Matisse modeled Fillette debout, bras le long du corps in Collioure during the summer of 1906, an intensely fruitful period in which he experimented freely with both painting and sculpture, testing a number of stylistic options in search of a new direction for his art. With its subtle anatomical distortions, hieratic frontality, and melancholic, almost elegiac mood, this compelling figurine departs radically from the more naturalistic mode that Matisse had employed in earlier sculptures and provides a powerful index of his intensified interest in tribal and archaic art, which would prove key in his journey from Fauvism to decorative abstraction.
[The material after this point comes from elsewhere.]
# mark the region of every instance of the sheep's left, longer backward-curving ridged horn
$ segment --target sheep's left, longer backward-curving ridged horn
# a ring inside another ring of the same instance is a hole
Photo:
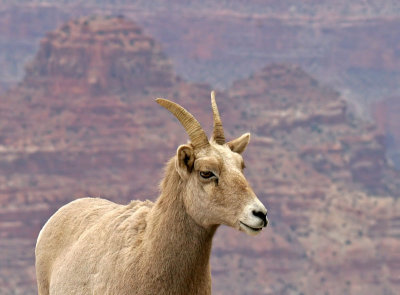
[[[191,113],[170,100],[157,98],[156,102],[169,110],[185,128],[194,148],[202,148],[209,145],[208,138],[200,123]]]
The model for the sculpture was Matisse’s daughter Marguerite, who was nearing twelve years old that summer. During the day, clad in a red dress with a pleated yoke collar, her hair loose around her shoulders, she sat patiently for the painting Marguerite lisant; when the light failed, she pinned her hair up in a loose bun and posed for the present sculpture, her hands resting demurely on her thighs. “Though modeled after Marguerite, Standing Nude is hardly a portrait,” Michael Mezzatesta has written. “For the first time in Matisse’s sculpture, a bronze assumed the status of a totem or icon” (Henri Matisse: Sculptor/Painter, exh. cat., Kimbell Art Museum, Fort Worth, 1984, p. 57).
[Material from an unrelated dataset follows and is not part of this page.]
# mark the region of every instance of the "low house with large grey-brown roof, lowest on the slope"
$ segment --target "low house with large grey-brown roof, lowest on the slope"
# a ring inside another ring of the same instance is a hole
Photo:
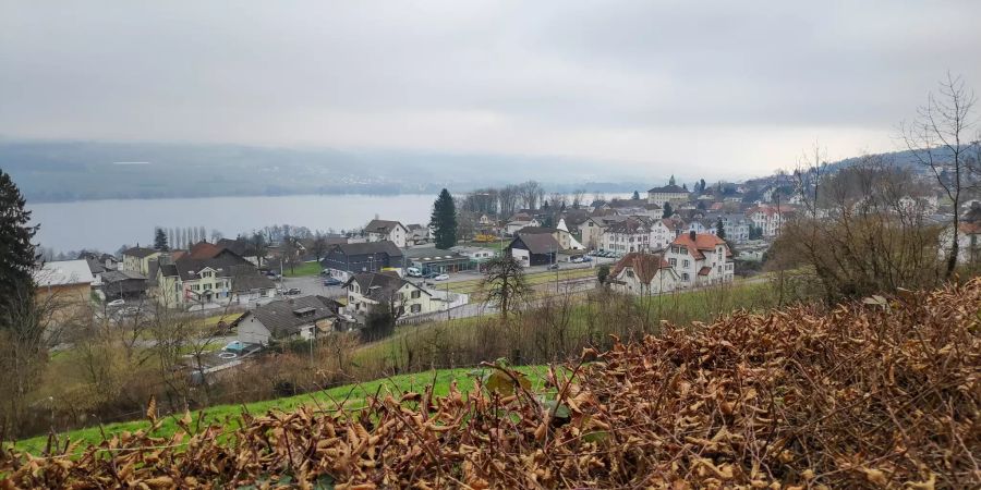
[[[312,340],[335,330],[338,308],[337,302],[324,296],[279,299],[245,311],[232,324],[243,344]]]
When Matisse began work on Fillette debout, the lessons of African sculpture—which he had first admired earlier that year at a curio shop called Chez le Père Sauvage—were at the forefront of his mind. Borrowing from the exaggerations and embellishments of tribal figurines that he had seen, he elongated the neck and torso of his sculpture of Marguerite and shortened and thickened the thighs; he gave the figurine an unexpectedly heavy coiffure, swelling breasts, projecting buttocks, and a pronounced roundness in the belly. These distortions imbue the sculpture with a new plastic and expressionist vigor, anticipating in a quiet way the more brutal deformations of Nu couché I (Aurore), 1907 and Figure décorative, 1908. The figure is no longer recognizable as an individual sitter; Matisse has overlaid Marguerite’s pre-adolescent form with a pronounced womanliness, which contrasts with the chaste, decorous pose to produce a powerful physical tension. The still, symmetrical stance of the figure—shoulders back, arms at the sides, hips level, and feet together, with only a slight turn of the head to disrupt the calm equilibrium—underscores its non-naturalistic conception, evoking the frontal posture and elegant formalism of archaic Greek korai, for example, or Amarna-period statuary.
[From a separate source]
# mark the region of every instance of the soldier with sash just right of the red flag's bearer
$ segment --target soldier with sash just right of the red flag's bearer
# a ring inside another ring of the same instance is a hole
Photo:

“Sculpture once again became a testing ground,” Hilary Spurling has written. “Everything about the little figure of his daughter—its symmetrical stance, large head, long arms, short legs, prominent buttocks and belly—suggests how fast Matisse was moving away from anatomical construction towards the radical reinvention of the human body that impressed him in African or Egyptian sculpture” (op. cit., p. 363).